I will say one other thing though: I still remember the ORIGINAL Guild Wars. Back when it first came out. Now THAT was different... there wasnt really anything else like it. Why they couldnt have just stuck to the formula it created initially, I dont know. At least we'd have something INTERESTING on our hands maybe.
Oh man, the original Guild Wars was an amazing game. So ahead of it's time. So ahead of its time in fact, that nothing has even been able to replicate its virtues, not even Guild Wars 2.
The thing that made GW1 so amazing though wasn't the PvE (which I found to be lackluster myself, even though at the very least it was extremely story driven), it was the PvP.
In Guild Wars 1 you could start a max level PvP character from the very beginning, and just skip all the hassle and bull**** of the infamously grindy PvE portion of any given MMO.
And man, was the PvP fun. What made GW2 pvp fun was simply the diversity of options the game afforded you. Whatever you can think of, you could it. It wasn't like the typical MMO where it's tank/healer/DPS. The game had 8 classes, and any class could become a hybrid with any other class, giving you an incredible amount of options. Each class had around 100 skills, and the player could have 8 skills in their skillbar, so you do the math. The amount of class customization (and not in a retarded, superficial way) was near limitless.
The kind of things you would experience in PvP would need to be seen to be believed. You never
KNEW what you were going to encounter next, because the only bottleneck to potential builds was each player's creativity. Sure, there were cookie-cutter builds that you saw often, but there were so many ways to counter them that generally, anything which become too popular was like a curse upon itself.
The battle interactions were definitely the most exciting thing I've ever experienced in an MMO or RPG pvp setting. My god, the game had MAGE battles. Seriously, it was basically Harry Potter. Anything you wanted to do, you could do. Massive direct damage? Check. AoE death over a large area? Check. Damage over time that also heals you? Check. Oh what's that, you don't want your opponent to cast spells at all? You could create an entire build whose only job was to cripple enemy mages, countering every spell they attempted to cast and shutting them down to near uselessness, allowing your team to finish them off.

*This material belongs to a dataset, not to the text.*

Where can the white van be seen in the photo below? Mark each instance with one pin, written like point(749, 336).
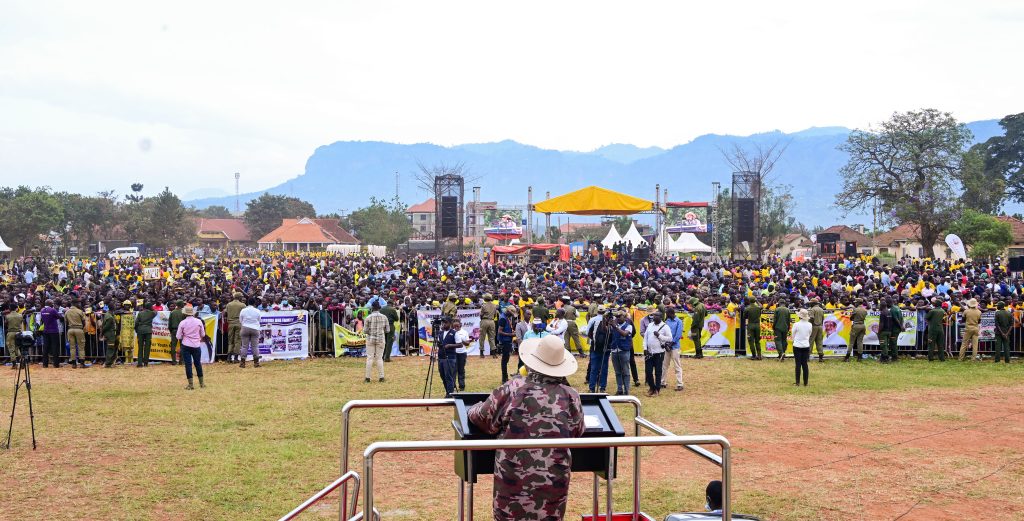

One of the things that really made it shine were the amount of proactive/reactive choices the player was forced to make at any given time. Imagine as a healer, your teammates are dying, and your only job is to save them. But you have a hex on you which deals massive damage each time you cast a spell. Do you continue to heal your friends, putting your own life in danger, or wait until it wears off, and hope you can save what's left?
Of course allies could then take any kind of negative hex or curse off of you, and sometimes even place it on somebody else.
I mean...you know what I'm done trying to explain it. It was incredible. Play, counterplay, proactive, reactive, outsmart your opponent, outdamage your opponent, punish him for every action, or prevent him from even taking action. It was all there, you could do it.
I was really hoping that they would take this same philosophy and apply it to Guild Wars 2, but they most definitely did not. The classes became much more cookie-cutter, the cross-class hybridization was removed, and apparently since the instanced-based server architecture of the first game had been removed in favor of the typical mass server MMO style, the game can't handle the same kind of quick-reflex mechanics the original one had, so they had to drop that in favor of a more...traditional MMO approach (we'll all do a bunch of damage weeeeeee!)